In recent years the phrase the “first 1000 days” has become very popular in the pediatric medical community. The first 1000 days, which refers to the period from conception through the first two years of life, is one of the most critical times of brain development of a lifetime. Nourishment during this time may hold one of the most important keys to lifelong health and wellness.
In early 2018, the American Academy of Pediatrics’ (AAP) Committee on Nutrition issued a policy statement titled “Advocacy for Improving Nutrition in the First 1000 Days To Support Childhood Development and Adult Health.” In the policy statement, experts write this compelling statement about the many of the processes that take place during this critical period.
“Important primary structures and processes that support fundamental behaviors and provide scaffolds for later-developing structures form during this time period. These structures and processes include the sensory systems (especially auditory and visual), the hippocampus (declarative learning and memory), myelination (speed of processing), and the monoamine neurotransmitter systems (affect, reward). Even the prefrontal cortex (planning, attention, inhibition, multitasking) and brain circuits involved in social development have the onset of rapid development in the first 1000 days. Although neurodevelopment continues throughout the life of a healthy person, by age 2 years the brain has undergone tremendous restructuring. Many of the developmental changes expected to occur during this period will not be able to occur in later life.”
The realization that this period is so important can be quite overwhelming for many parents, and for good reason. However, new and expecting parents can make this time a bit less daunting by thinking about it as three main stages: nutrition during pregnancy, breastfeeding if possible, and starting solid foods.

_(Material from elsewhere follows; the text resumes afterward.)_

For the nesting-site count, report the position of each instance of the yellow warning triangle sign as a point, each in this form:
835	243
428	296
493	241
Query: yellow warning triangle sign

Nutrition during pregnancy
One of the first steps if trying to conceive, or newly pregnant, is to take a prenatal vitamin. Vitamins and minerals like folate, choline, and iron help mom and baby during pregnancy. New recommendations from the AAP also recommend prenatal supplements with additional choline for the growing baby’s neurological development. Choline, folate, and omega-3 fatty acids aid in neurological development. A prenatal diet with a variety of nutrient-rich foods like eggs, salmon, beef, dairy, fruits, vegetables, and whole grains can aid in meeting the needs of both mom and baby.
Breastfeeding, if possible
The AAP recommends exclusive breastfeeding for the first months of life. Breastfeeding has been linked to many health benefits for baby including enhanced neurological development and reduced risk of certain diseases. However, breastfeeding doesn’t come naturally every mom. It can be helpful if families discuss breastfeeding plans and concerns with their pediatrician during pregnancy. This may help new parents set expectations for breastfeeding that may improve the success and duration of providing human milk. It may also help parents develop alternative plans to meet baby’s nutritional needs if breastfeeding isn’t feasible.
Starting solid foods
At or around six months of age, babies are generally developmentally ready to start solid foods. Nutrients of particular concern during this time are iron, zinc, and vitamin D (especially in breastfed infants). Providing baby with nutrient-rich, whole foods can feel like a challenge with a six-month-old. Parents can plan to include first foods like beef, eggs, avocados, and dairy. With a little planning for appropriate texture, baby can share nutritious meals with the whole family.
Before you know it, you’ll be celebrating baby’s 1000th day. Breaking down the stages of nutrition during this time of development can make each phase a little easier to chew.